If the tests are successful, Dataflow jobs should appear in Google Cloud console running features ingestion: https://console.cloud.google.com/dataflow

Dataflow Jobs

Production configuration

Resources requests

The resources field in the deployment spec is left empty in the examples. In production these should be set according to the load each services are expected to handle and the service level objectives (SLO). Also Feast Core and Serving is Java application and it is good practice to set the minimum and maximum heap. This is an example reasonable value to set for Feast Serving:

feast-online-serving:
  javaOpts: "-Xms2048m -Xmx2048m"
  resources:
    limits:
      memory: "2048Mi"
    requests:
      memory: "2048Mi"
      cpu: "1"

High availability

Default Feast installation only configures a single instance of Redis server.
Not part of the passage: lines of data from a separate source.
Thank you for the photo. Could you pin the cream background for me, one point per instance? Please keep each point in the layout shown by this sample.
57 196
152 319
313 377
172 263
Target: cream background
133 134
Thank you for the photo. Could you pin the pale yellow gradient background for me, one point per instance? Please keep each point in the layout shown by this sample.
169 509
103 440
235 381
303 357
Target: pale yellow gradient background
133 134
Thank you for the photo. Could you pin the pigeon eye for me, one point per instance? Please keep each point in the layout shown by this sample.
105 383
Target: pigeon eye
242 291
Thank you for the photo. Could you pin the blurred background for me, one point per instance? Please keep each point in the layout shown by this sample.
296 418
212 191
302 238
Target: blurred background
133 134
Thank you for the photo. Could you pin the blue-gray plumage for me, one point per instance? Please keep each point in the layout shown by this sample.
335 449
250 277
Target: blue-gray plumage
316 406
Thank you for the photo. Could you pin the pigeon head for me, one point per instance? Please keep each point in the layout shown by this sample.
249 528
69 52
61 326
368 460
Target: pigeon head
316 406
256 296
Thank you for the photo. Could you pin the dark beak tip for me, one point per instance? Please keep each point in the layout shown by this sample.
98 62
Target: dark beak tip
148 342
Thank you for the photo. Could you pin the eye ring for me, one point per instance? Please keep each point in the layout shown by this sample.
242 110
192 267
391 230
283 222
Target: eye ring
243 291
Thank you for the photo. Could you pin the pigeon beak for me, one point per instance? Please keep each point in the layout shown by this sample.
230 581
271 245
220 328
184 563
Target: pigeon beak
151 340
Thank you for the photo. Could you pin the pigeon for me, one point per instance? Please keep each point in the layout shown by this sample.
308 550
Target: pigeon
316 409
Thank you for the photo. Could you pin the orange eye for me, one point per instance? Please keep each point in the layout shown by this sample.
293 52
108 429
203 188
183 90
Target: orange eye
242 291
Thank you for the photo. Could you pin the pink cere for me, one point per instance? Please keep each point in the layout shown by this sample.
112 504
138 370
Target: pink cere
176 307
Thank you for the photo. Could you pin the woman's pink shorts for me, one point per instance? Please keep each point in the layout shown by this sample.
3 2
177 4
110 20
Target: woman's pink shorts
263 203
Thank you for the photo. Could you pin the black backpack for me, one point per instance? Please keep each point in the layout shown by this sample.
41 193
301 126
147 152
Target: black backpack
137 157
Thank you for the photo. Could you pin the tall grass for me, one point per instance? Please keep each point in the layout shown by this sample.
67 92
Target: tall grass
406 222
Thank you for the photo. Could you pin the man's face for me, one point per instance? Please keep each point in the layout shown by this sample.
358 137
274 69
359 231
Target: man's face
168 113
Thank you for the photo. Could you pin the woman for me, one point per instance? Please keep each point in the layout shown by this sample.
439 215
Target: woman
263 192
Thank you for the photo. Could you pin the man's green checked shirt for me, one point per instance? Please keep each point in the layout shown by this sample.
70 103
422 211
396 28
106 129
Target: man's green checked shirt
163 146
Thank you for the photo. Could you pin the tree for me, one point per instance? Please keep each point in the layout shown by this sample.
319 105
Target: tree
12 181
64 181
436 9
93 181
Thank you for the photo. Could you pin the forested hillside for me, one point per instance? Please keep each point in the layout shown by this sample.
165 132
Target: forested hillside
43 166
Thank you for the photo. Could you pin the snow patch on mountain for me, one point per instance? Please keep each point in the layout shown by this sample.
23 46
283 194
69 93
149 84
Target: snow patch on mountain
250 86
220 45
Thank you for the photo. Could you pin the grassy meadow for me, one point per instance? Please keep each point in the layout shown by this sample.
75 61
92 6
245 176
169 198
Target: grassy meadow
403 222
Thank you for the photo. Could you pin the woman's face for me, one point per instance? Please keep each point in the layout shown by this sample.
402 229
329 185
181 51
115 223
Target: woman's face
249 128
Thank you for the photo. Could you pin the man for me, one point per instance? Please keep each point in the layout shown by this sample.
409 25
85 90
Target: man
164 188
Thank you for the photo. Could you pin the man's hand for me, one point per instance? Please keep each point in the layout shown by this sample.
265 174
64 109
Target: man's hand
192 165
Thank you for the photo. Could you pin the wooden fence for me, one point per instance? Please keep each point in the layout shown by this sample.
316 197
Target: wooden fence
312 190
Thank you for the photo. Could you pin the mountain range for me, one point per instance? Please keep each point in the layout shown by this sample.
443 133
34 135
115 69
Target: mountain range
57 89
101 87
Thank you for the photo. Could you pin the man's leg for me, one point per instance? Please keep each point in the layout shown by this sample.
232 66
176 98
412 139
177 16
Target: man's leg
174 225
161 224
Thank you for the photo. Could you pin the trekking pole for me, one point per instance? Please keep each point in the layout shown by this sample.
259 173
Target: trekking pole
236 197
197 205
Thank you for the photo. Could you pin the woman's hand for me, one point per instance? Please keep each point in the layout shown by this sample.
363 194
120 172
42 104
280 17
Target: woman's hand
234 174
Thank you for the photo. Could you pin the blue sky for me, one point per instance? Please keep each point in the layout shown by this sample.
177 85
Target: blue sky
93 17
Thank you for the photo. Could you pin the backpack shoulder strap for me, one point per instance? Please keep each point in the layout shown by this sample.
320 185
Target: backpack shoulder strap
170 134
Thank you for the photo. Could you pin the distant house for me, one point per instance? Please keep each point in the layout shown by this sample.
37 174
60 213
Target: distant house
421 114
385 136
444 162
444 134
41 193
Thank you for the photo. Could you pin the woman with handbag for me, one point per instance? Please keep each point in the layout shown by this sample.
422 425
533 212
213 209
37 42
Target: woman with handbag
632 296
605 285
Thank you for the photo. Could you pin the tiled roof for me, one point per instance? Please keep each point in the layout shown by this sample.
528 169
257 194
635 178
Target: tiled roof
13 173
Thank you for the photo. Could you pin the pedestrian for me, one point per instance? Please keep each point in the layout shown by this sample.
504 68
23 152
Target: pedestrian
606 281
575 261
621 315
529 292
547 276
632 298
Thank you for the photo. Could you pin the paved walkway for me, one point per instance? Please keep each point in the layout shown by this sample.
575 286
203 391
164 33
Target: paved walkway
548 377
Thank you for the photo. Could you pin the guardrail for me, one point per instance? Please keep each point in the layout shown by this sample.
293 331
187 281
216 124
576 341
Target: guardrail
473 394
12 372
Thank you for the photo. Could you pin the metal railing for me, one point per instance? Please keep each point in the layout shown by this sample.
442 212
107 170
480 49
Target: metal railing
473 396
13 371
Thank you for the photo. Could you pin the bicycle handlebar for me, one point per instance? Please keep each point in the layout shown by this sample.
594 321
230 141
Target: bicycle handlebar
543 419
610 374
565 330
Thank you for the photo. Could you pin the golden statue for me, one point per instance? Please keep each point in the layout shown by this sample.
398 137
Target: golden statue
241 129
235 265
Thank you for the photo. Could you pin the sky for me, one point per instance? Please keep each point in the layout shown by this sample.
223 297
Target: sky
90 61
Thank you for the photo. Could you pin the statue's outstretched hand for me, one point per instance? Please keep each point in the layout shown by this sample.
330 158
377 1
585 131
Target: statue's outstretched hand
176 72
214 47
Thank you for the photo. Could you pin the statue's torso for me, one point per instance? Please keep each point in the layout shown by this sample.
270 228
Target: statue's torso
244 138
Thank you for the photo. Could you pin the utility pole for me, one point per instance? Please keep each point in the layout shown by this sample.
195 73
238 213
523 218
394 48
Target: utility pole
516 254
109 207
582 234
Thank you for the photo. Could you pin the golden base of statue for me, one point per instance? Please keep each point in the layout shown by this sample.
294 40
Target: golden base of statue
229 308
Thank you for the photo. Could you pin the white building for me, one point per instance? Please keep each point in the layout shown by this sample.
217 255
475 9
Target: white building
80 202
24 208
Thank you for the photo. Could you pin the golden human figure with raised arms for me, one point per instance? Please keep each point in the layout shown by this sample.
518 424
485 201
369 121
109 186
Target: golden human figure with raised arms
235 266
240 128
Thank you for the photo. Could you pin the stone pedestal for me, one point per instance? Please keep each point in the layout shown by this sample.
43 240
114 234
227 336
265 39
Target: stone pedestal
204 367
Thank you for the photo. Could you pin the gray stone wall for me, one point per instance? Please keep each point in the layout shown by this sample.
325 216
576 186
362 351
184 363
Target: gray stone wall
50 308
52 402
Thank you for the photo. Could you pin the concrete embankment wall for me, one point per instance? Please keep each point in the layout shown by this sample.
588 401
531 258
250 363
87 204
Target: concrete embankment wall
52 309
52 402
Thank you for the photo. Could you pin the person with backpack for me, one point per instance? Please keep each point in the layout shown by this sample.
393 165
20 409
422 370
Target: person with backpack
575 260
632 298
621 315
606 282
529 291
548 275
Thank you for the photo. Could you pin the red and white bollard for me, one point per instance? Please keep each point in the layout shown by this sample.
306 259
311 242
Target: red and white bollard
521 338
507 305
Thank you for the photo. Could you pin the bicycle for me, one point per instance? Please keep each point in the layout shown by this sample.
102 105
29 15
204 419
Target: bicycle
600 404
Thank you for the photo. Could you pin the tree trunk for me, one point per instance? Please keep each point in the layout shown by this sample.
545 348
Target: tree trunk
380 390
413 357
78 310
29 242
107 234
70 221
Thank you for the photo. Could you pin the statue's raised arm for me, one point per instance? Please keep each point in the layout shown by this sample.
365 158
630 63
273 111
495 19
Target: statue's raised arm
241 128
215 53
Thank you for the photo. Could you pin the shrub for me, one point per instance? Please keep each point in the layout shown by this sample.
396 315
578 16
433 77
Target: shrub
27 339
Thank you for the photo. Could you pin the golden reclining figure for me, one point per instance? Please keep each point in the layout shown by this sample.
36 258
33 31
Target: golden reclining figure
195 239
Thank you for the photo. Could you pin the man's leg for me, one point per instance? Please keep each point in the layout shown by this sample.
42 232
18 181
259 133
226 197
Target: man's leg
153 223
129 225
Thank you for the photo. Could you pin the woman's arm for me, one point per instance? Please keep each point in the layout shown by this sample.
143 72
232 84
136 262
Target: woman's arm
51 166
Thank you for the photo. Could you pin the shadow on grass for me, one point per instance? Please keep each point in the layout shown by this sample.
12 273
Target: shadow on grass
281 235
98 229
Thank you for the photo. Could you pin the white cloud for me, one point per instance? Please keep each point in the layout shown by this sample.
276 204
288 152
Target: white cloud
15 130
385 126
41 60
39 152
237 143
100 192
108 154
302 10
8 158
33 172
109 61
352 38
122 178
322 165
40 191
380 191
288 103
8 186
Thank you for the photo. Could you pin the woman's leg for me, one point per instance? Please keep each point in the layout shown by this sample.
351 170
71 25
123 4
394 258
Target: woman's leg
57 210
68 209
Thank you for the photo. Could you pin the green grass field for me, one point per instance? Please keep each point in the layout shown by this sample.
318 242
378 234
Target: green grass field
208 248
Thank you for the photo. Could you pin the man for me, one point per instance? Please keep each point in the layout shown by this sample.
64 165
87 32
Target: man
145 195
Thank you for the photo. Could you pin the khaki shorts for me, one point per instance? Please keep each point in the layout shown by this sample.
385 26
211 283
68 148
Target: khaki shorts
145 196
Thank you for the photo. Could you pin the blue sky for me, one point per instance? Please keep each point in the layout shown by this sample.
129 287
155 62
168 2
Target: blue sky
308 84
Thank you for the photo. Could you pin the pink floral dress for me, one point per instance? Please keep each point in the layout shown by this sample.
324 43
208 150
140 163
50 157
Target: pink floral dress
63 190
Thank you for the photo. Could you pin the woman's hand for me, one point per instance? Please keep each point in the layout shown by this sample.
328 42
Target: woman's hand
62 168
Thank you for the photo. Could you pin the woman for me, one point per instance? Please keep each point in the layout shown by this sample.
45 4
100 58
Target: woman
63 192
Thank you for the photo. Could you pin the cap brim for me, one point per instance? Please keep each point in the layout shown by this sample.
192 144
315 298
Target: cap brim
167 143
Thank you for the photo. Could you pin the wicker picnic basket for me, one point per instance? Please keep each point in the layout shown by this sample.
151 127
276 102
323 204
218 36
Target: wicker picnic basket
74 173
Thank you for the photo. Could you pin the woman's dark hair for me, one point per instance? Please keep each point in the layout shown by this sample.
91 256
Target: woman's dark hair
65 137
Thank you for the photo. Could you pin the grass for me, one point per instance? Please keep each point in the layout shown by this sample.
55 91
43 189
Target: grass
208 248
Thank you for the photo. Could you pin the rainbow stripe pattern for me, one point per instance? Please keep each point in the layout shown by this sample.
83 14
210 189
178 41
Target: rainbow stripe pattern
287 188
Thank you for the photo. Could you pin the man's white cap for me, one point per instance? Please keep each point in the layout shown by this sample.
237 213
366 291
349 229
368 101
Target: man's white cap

If due to network failures or out of memory error Redis is down, Feast serving will fail to respond to requests. Soon, Feast will support highly available Redis via Redis cluster, sentinel or additional proxies.

Documentation development

This README.md is generated using helm-docs. Please run helm-docs to regenerate the README.md every time README.md.gotmpl or values.yaml are updated.